Understanding women’s experiences of food in prison
Researchers from the Department of Sociology at the University of Surrey, Maria Adams, Vicki Harman and Jon Garland have been awarded a grant (£672K) from the Economic and Social Research Council to explore the issue of food in women’s prisons.
Aims and objectives
This project aims to analyse the experience of food in women’s prisons using an intersectional approach. It adopts an innovative suite of mixed qualitative methods in order to gain valuable insight into women’s experiences of this aspect of prison life. The study will open up wider conversations about food in prisons through an exhibition of prisoners’ art run in partnership with Koestler Arts.
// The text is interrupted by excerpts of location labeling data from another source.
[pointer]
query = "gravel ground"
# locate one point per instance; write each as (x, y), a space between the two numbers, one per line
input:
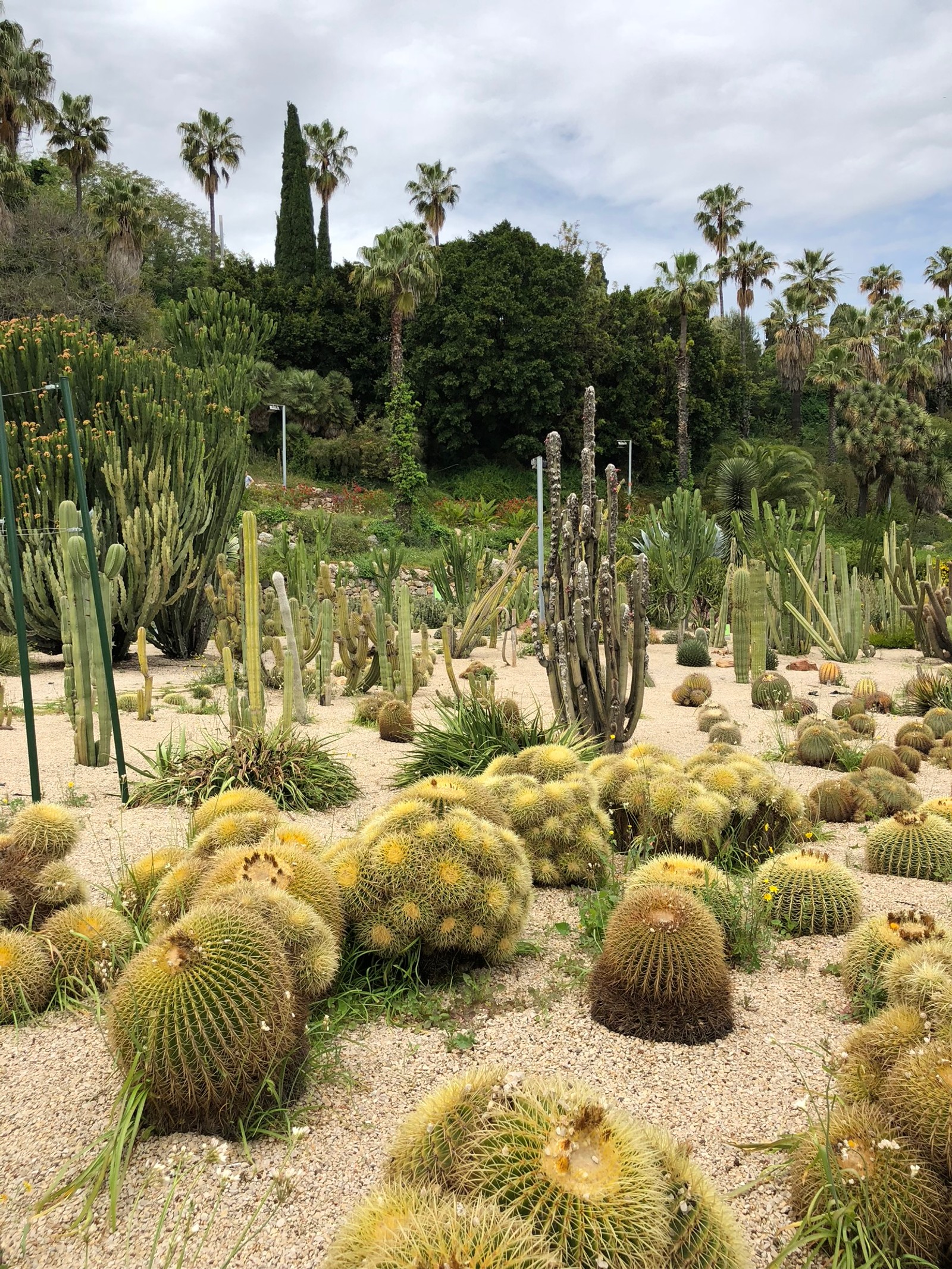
(58, 1080)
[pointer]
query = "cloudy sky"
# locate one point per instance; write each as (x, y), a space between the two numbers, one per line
(833, 115)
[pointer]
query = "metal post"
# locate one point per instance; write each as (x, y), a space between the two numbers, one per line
(13, 555)
(540, 466)
(106, 636)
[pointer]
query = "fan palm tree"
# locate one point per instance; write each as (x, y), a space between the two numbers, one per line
(815, 278)
(833, 369)
(211, 150)
(880, 282)
(77, 139)
(793, 325)
(719, 221)
(329, 158)
(26, 84)
(402, 267)
(431, 193)
(125, 215)
(938, 271)
(679, 290)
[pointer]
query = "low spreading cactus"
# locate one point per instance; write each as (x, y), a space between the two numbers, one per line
(912, 844)
(810, 894)
(26, 975)
(663, 974)
(208, 1012)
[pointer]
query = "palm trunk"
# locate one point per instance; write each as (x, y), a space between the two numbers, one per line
(683, 440)
(396, 346)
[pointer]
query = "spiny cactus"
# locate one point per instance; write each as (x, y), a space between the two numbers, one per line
(451, 881)
(234, 803)
(26, 975)
(89, 945)
(579, 1171)
(395, 721)
(208, 1009)
(918, 1098)
(662, 974)
(810, 894)
(871, 1051)
(912, 844)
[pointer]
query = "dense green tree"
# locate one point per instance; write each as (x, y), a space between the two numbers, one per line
(78, 137)
(329, 159)
(295, 246)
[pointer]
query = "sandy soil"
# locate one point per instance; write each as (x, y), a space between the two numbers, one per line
(58, 1080)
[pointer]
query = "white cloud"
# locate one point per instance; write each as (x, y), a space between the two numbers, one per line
(834, 115)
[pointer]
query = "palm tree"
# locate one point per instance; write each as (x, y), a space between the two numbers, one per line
(719, 221)
(431, 193)
(211, 150)
(402, 267)
(26, 84)
(833, 369)
(328, 159)
(880, 282)
(938, 271)
(682, 290)
(793, 325)
(747, 264)
(125, 215)
(78, 137)
(815, 278)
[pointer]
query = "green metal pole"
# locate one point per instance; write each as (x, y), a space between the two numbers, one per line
(106, 636)
(13, 555)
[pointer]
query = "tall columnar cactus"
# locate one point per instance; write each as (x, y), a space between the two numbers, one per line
(84, 669)
(740, 623)
(596, 636)
(758, 617)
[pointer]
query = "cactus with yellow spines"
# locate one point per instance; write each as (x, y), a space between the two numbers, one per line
(810, 894)
(215, 985)
(89, 945)
(663, 974)
(26, 976)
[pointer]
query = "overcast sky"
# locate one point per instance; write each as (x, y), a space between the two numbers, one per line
(833, 115)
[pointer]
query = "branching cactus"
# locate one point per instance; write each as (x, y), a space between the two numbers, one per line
(594, 646)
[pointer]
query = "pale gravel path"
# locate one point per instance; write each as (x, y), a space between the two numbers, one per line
(56, 1077)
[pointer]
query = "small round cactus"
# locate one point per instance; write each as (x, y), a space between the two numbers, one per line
(894, 1189)
(912, 844)
(89, 945)
(45, 832)
(208, 1010)
(26, 976)
(663, 974)
(872, 1050)
(810, 894)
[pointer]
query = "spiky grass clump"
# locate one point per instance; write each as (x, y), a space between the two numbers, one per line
(894, 1189)
(26, 976)
(208, 1010)
(912, 844)
(810, 894)
(450, 880)
(89, 945)
(918, 1096)
(299, 772)
(692, 651)
(42, 831)
(872, 1050)
(395, 721)
(873, 943)
(663, 974)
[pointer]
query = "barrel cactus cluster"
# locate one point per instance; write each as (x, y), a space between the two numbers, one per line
(511, 1171)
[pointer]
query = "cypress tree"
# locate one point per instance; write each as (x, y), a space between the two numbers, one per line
(295, 248)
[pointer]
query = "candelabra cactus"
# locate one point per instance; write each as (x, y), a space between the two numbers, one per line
(596, 636)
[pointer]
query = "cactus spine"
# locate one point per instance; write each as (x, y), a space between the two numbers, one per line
(740, 623)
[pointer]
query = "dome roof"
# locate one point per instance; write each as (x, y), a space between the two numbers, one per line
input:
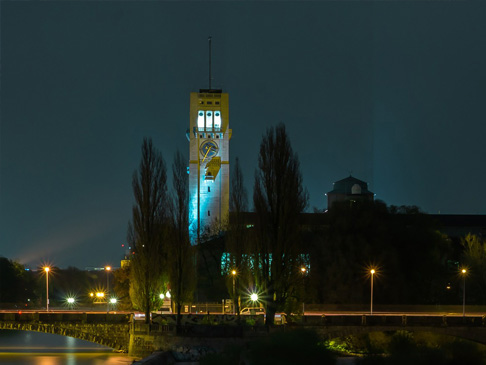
(351, 186)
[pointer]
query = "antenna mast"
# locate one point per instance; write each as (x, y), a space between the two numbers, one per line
(209, 41)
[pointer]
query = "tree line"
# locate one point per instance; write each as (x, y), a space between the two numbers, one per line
(278, 255)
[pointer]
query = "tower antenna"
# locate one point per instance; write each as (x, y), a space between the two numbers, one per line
(209, 41)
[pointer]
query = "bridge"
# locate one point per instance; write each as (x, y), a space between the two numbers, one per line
(122, 333)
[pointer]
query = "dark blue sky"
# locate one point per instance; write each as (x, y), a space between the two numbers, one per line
(393, 92)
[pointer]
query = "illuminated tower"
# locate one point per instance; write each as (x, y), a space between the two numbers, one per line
(209, 137)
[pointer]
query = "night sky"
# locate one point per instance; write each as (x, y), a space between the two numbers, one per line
(393, 93)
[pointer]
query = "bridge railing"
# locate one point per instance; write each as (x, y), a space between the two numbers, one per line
(64, 317)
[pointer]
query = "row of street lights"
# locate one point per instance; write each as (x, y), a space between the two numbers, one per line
(71, 301)
(463, 272)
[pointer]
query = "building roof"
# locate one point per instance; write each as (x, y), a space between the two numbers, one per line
(350, 186)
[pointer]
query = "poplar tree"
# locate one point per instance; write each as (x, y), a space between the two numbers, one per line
(278, 197)
(237, 238)
(181, 253)
(146, 230)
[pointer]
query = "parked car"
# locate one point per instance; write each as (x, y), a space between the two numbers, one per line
(252, 311)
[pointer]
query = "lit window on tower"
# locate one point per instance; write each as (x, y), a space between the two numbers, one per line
(209, 120)
(217, 120)
(200, 120)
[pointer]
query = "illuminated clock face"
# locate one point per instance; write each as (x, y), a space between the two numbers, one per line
(209, 149)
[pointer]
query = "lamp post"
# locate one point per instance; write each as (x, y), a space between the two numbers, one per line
(303, 270)
(233, 272)
(107, 269)
(46, 269)
(464, 272)
(372, 272)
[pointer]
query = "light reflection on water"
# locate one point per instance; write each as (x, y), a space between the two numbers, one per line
(34, 348)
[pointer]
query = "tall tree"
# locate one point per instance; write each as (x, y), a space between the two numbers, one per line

This project will make a significant contribution to understanding issues related to food, gender and ethnicity, and will provide an invaluable insight into how food forms part of women’s identities and experiences in prison.
The objectives are to:
- explore the relationship between food and social identities (such as gender, social class, ethnicity, religion, nationality);
- understand and explore the different spaces where food is consumed in women’s prisons;
- explore the extent to which women have opportunities to show agency in their food choices and practices;
- examine the ways in which food is used as ‘illicit currency’;
- assess the extent to which food is a source of discontent and dissent among prisoners;
- make policy and practice recommendations to improve food practices in the female estate.
Our impact objectives are to:
- Facilitate a participatory element of the research to empower women through the medium of arts and via an exhibition.
- Communicate and engage with a range of audiences via a website, social media and podcasts; by utilising a project advisory group to gain further avenues of community and practitioner engagement, and by hosting a final conference.
- To improve the quality of food and eating experiences in women’s prisons.
To address the project aims and objectives we will utilise a multidisciplinary approach employing a mixture of methodologies, including focus groups, qualitative interviews, observations, diary-keeping and art workshops.